Full declaration and simulations are below but the headlines are:
A couple of other things of note.
DeclareDesign
along with a trick to use multistage
simulation to calculate randomization inference \(p\) values.I start with a simulation approach since although it’s not necessary for the current example it is more flexible in general.
The simulations are done using DeclareDesign
. The design
is very simple:
N <- 100
design <-
declare_model(N = N, X = rep(0:1, N/2), Y = rbinom(N, 1, 0.85)) +
declare_estimator(Y ~ X, .method = glm, family = binomial(), label = "logit") +
declare_estimator(Y ~ X, .method = lm_robust, label = "lm_robust")
If you simulate this design and plot the \(p\) values you get essentially the same graph as in the post. And you get essentially the same graph whether you use lm_robust or probit.
Because I am doing a very large number of simulations I am going to
save the simulation object and read it back in (run
turns
the simulations on and off).
if(run)
design |>
redesign(N = c(100, 500)) |> # Vary N
simulate_design(sims = 100000) |> write_rds("sims_100_500.rds")
simulations <- read_rds("sims_100_500.rds") |>
mutate(cdf = cume_dist(round(p.value, 4)))
simulations |>
ggplot(aes(p.value)) + geom_histogram(bins = 50, boundary = 0) + facet_grid(N~estimator)
Distribution of nominal p values
Note that I coarsened the p.values slightly—rounding to 4 decimal places—to make the cdf easier to read by being unresponsive to extremely tiny differences in estimate \(p\) values.
If you plot the cdf you see it does pretty well at the low end. Things go wacky at the high. Though in practice people really use \(p\) values at the low end.
simulations |> ggplot(aes(p.value, cdf)) + geom_point() +
facet_grid(N~estimator) +
geom_abline(intercept = 0, slope = 1, color = "orange")
Let’s zoom in to \(p\) values in the range \((0, .1]\):
simulations |> filter(p.value <= .1) |>
ggplot(aes(p.value, cdf)) + geom_point() +
facet_grid(N~estimator) +
geom_abline(intercept = 0, slope = 1, color = "orange")
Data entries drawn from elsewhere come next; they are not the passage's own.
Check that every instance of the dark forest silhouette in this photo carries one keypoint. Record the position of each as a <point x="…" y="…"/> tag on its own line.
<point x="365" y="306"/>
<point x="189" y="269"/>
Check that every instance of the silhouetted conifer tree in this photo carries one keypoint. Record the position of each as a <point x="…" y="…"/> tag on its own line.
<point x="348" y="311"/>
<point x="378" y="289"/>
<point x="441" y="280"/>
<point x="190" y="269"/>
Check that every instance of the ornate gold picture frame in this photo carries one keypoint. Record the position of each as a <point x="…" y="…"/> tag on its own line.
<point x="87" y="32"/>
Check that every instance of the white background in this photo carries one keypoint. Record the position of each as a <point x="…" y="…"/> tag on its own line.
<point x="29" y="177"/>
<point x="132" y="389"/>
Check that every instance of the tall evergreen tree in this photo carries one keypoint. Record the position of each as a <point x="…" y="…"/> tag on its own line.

On visual inspection here the fit is very good. Things are quite good too when you look at a set of specific values:
simulations |> filter(N == 100 & estimator == "lm_robust") |> pull(p.value) |>
quantile(probs = c(.01, .02, .03, .04, .05))|> round(3)
## 1% 2% 3% 4% 5%
## 0.011 0.021 0.029 0.038 0.051
Fit as a regression the \(R^2\)
would be 99.8% (lm(cdf ~ p.value, data = simulations)
).
Things are still better with a larger \(N\) which allows for a fuller support for the \(p\)-values.
simulations |> filter(N == 500 & estimator == "lm_robust") |> pull(p.value) |>
quantile(probs = c(.01, .02, .03, .04, .05))|> round(3)
## 1% 2% 3% 4% 5%
## 0.010 0.020 0.030 0.039 0.049
How close are the “nominal” \(p\)-values estimated here to the “real” \(p\)’s?
Recall the real \(p\) values report the probability of getting an estimate as large or larger than what we get under the null hypothesis. Since we hvae lots of data generated under the null hypothesis we can use the simulations we already have to calculate these real \(p\) values up to simulation error.
Let’s do it here for the lm
case.
true_p <-
simulations |> filter(estimator == "lm_robust") |>
group_by(N) |>
mutate(p = 1-percent_rank(c(10000, abs(round(estimate, 5))))[-1]) |>
ungroup()
See again that the modal p value is not 1 but below 1, reflecting the case with an imbalance of 1 between treatment and control.
true_p |> ggplot(aes(p)) + geom_histogram(boundary = 0) + facet_grid(~N)
## `stat_bin()` using `bins = 30`. Pick better value with `binwidth`.